With the introduction of new sample collection techniques in recent years, more and more bioactive molecules have been discovered from marine organisms, such as microbes, phytoplankton, sponges, algae, cnidarians, bryozoans, molluscs, tunicates, echinoderms, and mangroves.813 Most notably, the isolated compounds from marine resources have been attracted much attention for their anti-cancer effect and fewer side effects.14,15 Apiosporamide (Figure 1), a 4-hydroxy-2-pyridone alkaloid, was first isolated and identified as an antifungal agent from the coprophilous fungus Apiospora montagnei in 1994, and its absolute configuration had been confirmed by total synthesis of its enantiomer.16,17 During our investigation into the metabolites of a marine-derived fungus Arthrinium sp. UJNMF0008, apiosporamide was re-obtained and its cytotoxicity against human OS cell lines (MG63 and U2OS) was reported for the first time.18 In the present study, apiosporamide was further tested for its cytotoxic activity against several cancer cell lines (MDA-MB-231, A549 and MCF-7), which revealed that the best cytostatic effect of apiosporamide was still toward MG63 cell line. Therefore, to explore the underling mechanism and potential as a new therapeutic agent of apiosporamide, we primarily evaluated its effect on MG63 cells in the current work.

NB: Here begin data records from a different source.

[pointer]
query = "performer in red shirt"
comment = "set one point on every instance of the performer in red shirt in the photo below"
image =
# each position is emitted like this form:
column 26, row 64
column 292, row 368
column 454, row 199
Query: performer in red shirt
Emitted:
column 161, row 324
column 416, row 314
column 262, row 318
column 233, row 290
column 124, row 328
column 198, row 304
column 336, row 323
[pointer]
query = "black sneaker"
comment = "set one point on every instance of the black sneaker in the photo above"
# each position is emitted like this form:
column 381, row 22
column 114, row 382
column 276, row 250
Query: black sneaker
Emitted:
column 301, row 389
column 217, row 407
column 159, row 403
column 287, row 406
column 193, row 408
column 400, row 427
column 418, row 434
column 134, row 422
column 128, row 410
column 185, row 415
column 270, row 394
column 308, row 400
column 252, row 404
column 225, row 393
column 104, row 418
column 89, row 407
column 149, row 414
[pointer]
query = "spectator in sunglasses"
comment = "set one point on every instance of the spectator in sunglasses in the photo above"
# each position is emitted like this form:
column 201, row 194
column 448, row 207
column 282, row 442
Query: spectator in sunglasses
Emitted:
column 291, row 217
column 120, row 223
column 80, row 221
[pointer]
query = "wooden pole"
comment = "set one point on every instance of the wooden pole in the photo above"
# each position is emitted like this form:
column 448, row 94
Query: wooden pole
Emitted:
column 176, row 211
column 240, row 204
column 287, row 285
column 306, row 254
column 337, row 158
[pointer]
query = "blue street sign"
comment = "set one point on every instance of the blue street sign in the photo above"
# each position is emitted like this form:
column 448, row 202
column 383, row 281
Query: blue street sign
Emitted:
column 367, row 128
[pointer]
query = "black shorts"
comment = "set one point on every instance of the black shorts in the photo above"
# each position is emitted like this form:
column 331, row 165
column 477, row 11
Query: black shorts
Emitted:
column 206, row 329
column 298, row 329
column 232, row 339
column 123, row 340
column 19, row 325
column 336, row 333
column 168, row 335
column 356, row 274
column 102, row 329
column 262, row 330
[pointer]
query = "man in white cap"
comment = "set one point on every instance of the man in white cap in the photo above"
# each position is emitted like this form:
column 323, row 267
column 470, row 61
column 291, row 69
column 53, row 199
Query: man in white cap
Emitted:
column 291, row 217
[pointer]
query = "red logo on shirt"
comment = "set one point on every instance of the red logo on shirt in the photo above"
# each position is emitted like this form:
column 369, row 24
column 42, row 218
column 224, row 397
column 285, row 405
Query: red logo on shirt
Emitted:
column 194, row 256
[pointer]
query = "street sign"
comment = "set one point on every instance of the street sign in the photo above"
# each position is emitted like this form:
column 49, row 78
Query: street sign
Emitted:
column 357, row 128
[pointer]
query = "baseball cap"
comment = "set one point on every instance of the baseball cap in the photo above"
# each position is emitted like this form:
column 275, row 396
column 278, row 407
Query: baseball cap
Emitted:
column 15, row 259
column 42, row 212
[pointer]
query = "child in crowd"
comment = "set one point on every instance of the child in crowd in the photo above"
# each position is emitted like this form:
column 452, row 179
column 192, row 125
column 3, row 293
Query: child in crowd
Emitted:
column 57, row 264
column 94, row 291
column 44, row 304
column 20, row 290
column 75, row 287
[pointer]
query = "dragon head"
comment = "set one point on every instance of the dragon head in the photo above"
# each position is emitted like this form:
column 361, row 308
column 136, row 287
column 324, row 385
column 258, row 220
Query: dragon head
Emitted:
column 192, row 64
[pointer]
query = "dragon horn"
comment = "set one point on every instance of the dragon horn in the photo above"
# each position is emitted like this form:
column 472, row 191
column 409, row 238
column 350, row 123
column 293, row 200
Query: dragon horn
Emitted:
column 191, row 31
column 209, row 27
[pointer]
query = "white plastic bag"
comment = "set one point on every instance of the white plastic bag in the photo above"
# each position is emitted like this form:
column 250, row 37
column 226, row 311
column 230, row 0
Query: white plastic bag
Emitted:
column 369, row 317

Figure 1 Chemical structure of apiosporamide.

Materials And Methods

Cell Culture

Cell lines U2OS, MG63, A549, MCF-7 and MDA-MB-231 were purchased from the Cell Bank of Chinese Academy of Sciences (Shanghai, People’s Republic of China). All cells were cultured in high-glucose Dulbecco’s Modified Eagle’s Medium (Thermo, Waltham, MA, USA) with 10% fetal bovine serum (Gibco Invitrogen, Carlsbad, CA, USA) and 1% penicillin/streptomycin (Gibco, Thermo Fisher Scientific Inc., Waltham, MA, USA). Cells were maintained in a humidified atmosphere containing 5% CO2 at 37°C. Apiosporamide was initially dissolved in DMSO (dimethylsulfoxide) to make a 20 mM stock solution and diluted with culture medium to the final test concentrations, which contained no more than 0.05% DMSO.

MTT Assay

The cells were cultured in 96-well plates, and then seeded at a density of 1×104 cells per well. The cells were treated with apiosporamide (>98% purity)18 at various concentrations for indicated times (24, 48, 72 hrs). The viability of cells was measured by the MTT (5 mg/L, Sigma-Aldrich, St. Louis, MO, USA) assay.19 In addition, to study the effects of PI3K on the anti-proliferative action of apiosporamide, MG-63 cells were treated with apiosporamide in the presence of 5 μM LY294002 (>98% purity, Beyotime Biotechnology) or 10 μM AK323727 (>98% purity, Beyotime Biotechnology) for 24 hrs. The survival rate was calculated according to the following formula: Survival rate= absorbance of treatment/absorbance of control×100%. IC50 was calculated based on nonlinear regression analysis of survival curves (SPSS software, version 13.0, Chicago, IL, USA). All data were collected from three independent experiments.19

Colony-Formation Assay

MG63 cells were plated at a density of 1×103 cells/well in 6-well plates. The medium was changed with fresh medium containing apiosporamide (3 and 9 μM) in the drug treatment group.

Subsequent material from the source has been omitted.